During the next arrest of Małgorzata Szutowicz, which took place in front of the Campaign Against Homophobia, there were protests, during which 48 people were arrested. After the events, police actions were criticized as being too brutal and also far exceeding the required minimum. The Ombudsman, Adam Bodnar, referred to the case, noting that the police caught random people on the street and then arrested them. The Polish authorities have been accused in many media of using the police repressive apparatus to persecute sexual minorities. In response to allegations of brutality, on 10 August, the police released videos of the protesters' behavior. After the events related to the arrest of Małgorzata Szutowicz, solidarity actions were organized all over Poland and abroad. Demonstration in Warsaw at the Parade Square gathered several thousand people. The foreign media also spoke about the whole case. An open letter was also sent to the Polish authorities, demanding that Małgorzata Szutowicz be released from custody and that the rights of LGBT persons be guaranteed. The letter was signed by several hundred scholars from around the world, including: Natalia Aleksiun, Maurice Aymard, Daniel Beauvois, Judith Butler, Noam Chomsky, Natalie Zemon Davis and Galit Hasan-Rokem. There was also a letter signed by people of culture (signed, among others, by Pedro Almodóvar, Margaret Atwood, Richard Flanagan, Ed Harris, Slavoj Žižek and Olga Tokarczuk), as well as persons supporting Margot (including Adam Boniecki, Maja Komorowska, Michael Schudrich, Paula Sawicka, Alfred Wierzbicki and Jacek Jassem).

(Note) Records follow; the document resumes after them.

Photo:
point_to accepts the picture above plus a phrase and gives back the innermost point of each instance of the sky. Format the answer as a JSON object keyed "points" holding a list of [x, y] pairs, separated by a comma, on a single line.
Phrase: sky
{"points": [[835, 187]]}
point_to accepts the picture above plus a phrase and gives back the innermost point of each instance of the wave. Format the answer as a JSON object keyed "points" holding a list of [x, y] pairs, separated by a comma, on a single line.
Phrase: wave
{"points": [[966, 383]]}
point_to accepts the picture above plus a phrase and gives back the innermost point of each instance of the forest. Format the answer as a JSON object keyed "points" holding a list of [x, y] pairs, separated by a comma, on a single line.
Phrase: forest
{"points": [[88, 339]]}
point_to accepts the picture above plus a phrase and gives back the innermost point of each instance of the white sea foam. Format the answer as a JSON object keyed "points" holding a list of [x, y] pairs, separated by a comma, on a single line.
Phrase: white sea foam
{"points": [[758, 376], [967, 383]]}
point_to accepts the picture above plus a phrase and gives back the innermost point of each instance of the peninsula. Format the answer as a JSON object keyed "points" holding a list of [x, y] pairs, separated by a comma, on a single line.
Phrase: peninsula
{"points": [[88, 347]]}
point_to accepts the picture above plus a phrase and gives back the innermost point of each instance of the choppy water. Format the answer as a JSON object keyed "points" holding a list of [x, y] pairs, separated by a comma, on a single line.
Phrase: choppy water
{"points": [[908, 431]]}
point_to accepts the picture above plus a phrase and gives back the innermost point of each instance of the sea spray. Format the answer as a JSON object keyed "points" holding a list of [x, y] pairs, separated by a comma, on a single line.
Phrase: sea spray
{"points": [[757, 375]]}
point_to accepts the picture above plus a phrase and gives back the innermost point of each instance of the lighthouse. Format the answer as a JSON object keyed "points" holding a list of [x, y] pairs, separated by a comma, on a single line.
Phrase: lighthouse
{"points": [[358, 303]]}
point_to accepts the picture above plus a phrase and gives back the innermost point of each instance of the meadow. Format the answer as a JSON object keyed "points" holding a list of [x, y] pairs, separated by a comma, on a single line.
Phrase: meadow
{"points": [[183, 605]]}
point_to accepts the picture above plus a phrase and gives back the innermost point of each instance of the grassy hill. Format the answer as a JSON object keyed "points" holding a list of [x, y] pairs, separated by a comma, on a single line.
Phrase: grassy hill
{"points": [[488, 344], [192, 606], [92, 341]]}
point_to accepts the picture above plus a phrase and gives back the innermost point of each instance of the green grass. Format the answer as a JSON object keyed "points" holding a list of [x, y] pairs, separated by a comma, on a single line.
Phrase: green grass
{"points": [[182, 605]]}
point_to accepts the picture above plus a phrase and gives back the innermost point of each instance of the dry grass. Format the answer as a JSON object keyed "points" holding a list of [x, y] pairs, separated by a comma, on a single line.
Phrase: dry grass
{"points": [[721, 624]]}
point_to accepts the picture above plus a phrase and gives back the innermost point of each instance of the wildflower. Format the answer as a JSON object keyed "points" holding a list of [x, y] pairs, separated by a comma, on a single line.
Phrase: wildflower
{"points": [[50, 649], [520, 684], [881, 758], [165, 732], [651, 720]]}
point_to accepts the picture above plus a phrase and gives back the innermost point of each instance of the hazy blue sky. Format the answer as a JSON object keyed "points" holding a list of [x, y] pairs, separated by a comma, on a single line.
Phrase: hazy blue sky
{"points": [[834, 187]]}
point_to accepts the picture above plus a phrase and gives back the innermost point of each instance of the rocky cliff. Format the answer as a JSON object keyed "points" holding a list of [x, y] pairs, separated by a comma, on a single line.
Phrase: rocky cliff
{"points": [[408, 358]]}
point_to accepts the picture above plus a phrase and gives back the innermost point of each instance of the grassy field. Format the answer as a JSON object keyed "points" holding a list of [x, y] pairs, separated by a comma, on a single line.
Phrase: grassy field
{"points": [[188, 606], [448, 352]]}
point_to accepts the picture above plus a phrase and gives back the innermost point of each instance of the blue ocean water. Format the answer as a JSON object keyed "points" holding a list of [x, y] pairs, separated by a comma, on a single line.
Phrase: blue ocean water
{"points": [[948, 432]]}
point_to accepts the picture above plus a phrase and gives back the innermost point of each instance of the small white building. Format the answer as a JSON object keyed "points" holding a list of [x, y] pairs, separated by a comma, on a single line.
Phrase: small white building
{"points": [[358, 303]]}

Margot was misgendered by Polish police and right-wing politicians. Zuzanna "Łania" Madej (Szutowicz's partner) said that using Szutowicz's masculine name is not offensive. Some media outlets, such as Onet.pl and Radio Nowy Świat, also used Szutowicz's masculine deadname. The latter started using Margot's preferred name after backlash and threats of having its donations cut off by supporters. It also led to the resignation of the chairman Piotr Jedliński.

On 4 September 2020, Margot was released from imprisonment after a successful legal appeal. Following her release, she posted a photograph holding up her middle finger and holding a scrabble sign saying "Poland, you preek [sic], stop arresting my Margot". On 7 September 2020, a protest in support of Margot was held in front of the martyrdom monument at Old Market square, Bydgoszcz.

=== Disestablishment ===
In mid-2021, the leaders of Stop Bzdurom dissolved it since they no longer wanted to work as a public group. In an interview, Małgorzata Szutowicz said that having a public position with the media was not helpful for reaching her goals and that she was now working in the background to support other groups.

==Significance and legacy==
The actions of Stop Bzdurom have drawn academic attention as an example of youth-led activism challenging discrimination and reclaiming public space. Scholars noted the symbolic importance of the group's protests, especially those following the arrest of co-founder Margot in August 2020.